Patents have been around for a long time (the first was released in the United States in 1790), so their format and available metadata has evolved. Classification codes are constantly being revised and individual patents may (or may not) be updated to reflect these changes. New patents are issued daily, as are changes to existing patents and metadata (classification changes, changes in ownership etc.). These must be processed in a timely manner to keep the search experience relevant to the user community.
In such a challenging environment, with such a large database of documents, a well defined and controlled methodology is needed to bring order and reliability to the process. DPMS enables the majority of the documents to be ingested in an automated way, but documents not meeting a minimum quality standard are quarantined for later reprocessing. This approach enables the database to be iteratively refined in a predictable fashion to achieve the highest quality of search results.
Tests comparing this search-based application with competitive patent research products show that it provides significantly improved user satisfaction.
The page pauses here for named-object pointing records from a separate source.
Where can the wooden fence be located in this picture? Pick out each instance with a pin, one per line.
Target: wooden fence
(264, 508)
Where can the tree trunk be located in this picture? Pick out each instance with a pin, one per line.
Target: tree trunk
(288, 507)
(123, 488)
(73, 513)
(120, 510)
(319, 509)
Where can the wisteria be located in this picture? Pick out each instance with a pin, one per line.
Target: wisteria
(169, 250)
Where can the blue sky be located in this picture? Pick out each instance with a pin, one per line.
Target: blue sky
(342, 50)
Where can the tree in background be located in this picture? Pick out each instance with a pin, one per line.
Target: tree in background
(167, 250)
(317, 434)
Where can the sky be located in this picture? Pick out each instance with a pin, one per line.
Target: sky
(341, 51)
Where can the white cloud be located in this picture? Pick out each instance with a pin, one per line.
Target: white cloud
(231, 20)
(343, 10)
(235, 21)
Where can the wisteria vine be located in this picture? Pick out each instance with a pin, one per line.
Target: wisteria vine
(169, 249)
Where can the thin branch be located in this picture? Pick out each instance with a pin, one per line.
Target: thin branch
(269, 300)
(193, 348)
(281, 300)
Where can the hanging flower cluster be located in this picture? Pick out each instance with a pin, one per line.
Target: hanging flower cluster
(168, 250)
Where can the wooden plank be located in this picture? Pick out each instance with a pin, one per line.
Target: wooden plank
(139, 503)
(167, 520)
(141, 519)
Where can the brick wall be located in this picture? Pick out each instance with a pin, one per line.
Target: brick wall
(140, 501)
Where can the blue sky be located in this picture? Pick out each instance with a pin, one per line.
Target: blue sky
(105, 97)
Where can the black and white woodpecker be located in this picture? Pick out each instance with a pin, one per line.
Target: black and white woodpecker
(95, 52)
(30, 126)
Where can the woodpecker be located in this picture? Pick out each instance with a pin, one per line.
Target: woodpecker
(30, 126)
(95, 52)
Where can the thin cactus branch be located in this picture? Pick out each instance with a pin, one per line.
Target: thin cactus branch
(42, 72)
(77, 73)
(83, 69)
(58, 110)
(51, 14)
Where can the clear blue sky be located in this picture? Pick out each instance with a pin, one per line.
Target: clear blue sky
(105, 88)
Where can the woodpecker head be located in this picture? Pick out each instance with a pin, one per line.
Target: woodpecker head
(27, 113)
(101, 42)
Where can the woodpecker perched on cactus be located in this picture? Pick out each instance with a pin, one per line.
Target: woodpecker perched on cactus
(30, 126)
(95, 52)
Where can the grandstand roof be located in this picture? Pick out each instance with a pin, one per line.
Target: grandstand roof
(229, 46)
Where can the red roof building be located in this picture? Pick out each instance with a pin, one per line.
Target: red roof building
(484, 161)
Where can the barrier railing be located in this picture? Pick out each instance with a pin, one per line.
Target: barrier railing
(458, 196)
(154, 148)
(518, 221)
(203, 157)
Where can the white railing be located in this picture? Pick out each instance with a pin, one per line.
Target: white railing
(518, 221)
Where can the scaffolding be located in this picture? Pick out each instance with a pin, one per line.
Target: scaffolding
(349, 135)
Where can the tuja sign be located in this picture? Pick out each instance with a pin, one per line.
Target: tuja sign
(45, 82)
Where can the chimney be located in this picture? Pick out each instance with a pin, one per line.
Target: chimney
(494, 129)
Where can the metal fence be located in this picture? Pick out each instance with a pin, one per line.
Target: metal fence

Example Use Case: TV Listings
Creating a searchable database of television listings involves merging data from a wide variety of sources, including standard listings from the “TV Guide”, IMDB movie listings, social network ratings, video on demand listings and others. This fusion process is complicated by the need to group listings; for example, grouping all showings of the same episode, all episodes of the same TV series, or all movies from the same franchise, so they can be browsed together and searched as required, as a single item.
DPMS is uniquely qualified to handle these data merging and enrichment tasks. Records can be grouped according to relevancy ranked matches using standard search engine techniques. Media can be rated using a combination of social ratings and other factors such as box office receipts and Neilson metrics. These ratings can be incorporated into search results to provide users with the highest rated media for any type of search, be it a person search, a program search, or a genre search.
Finally, this search application is primarily used by consumers pressing buttons on their TV remote control devices. So millisecond response times are an important part of the end-user experience.
Example Use Case: Government Laws
Many governments, at all levels, have what is known as "The Code" – a written description of all of the laws which govern the jurisdiction. Although this can be considered to be a single "document", it is usually published as many volumes, each of which may contain numerous titles, sub-titles, chapters, sub-chapters, parts, sub-parts, sections, and sub-sections.
Clearly, searching entire volumes as single logical entities will produce poor results, since each volume may be thousands of pages long and cover a wide variety of topics. Furthermore, the nested structure of large documents can be enormously complex and is typically hierarchical. Visibility into this structure is important to the user community. Finally, since these documents are created over long periods of time (hundreds of years in the case of the United States Government) and by multiple agencies within the Government, formats can vary dramatically.
With DPMS, highly productive searching over such collections can be accomplished through a well defined and predictable process. Volumes are split as necessary into smaller sections for better searching. The hierarchy of the document is preserved along with metadata at every level. Everything is entered into the search engine which can then serve up individual laws or sections as easily as entire chapters, sub-chapters, titles, etc.
Such a flexible environment provides great search productivity across the user spectrum, from casual browsers to professional researchers.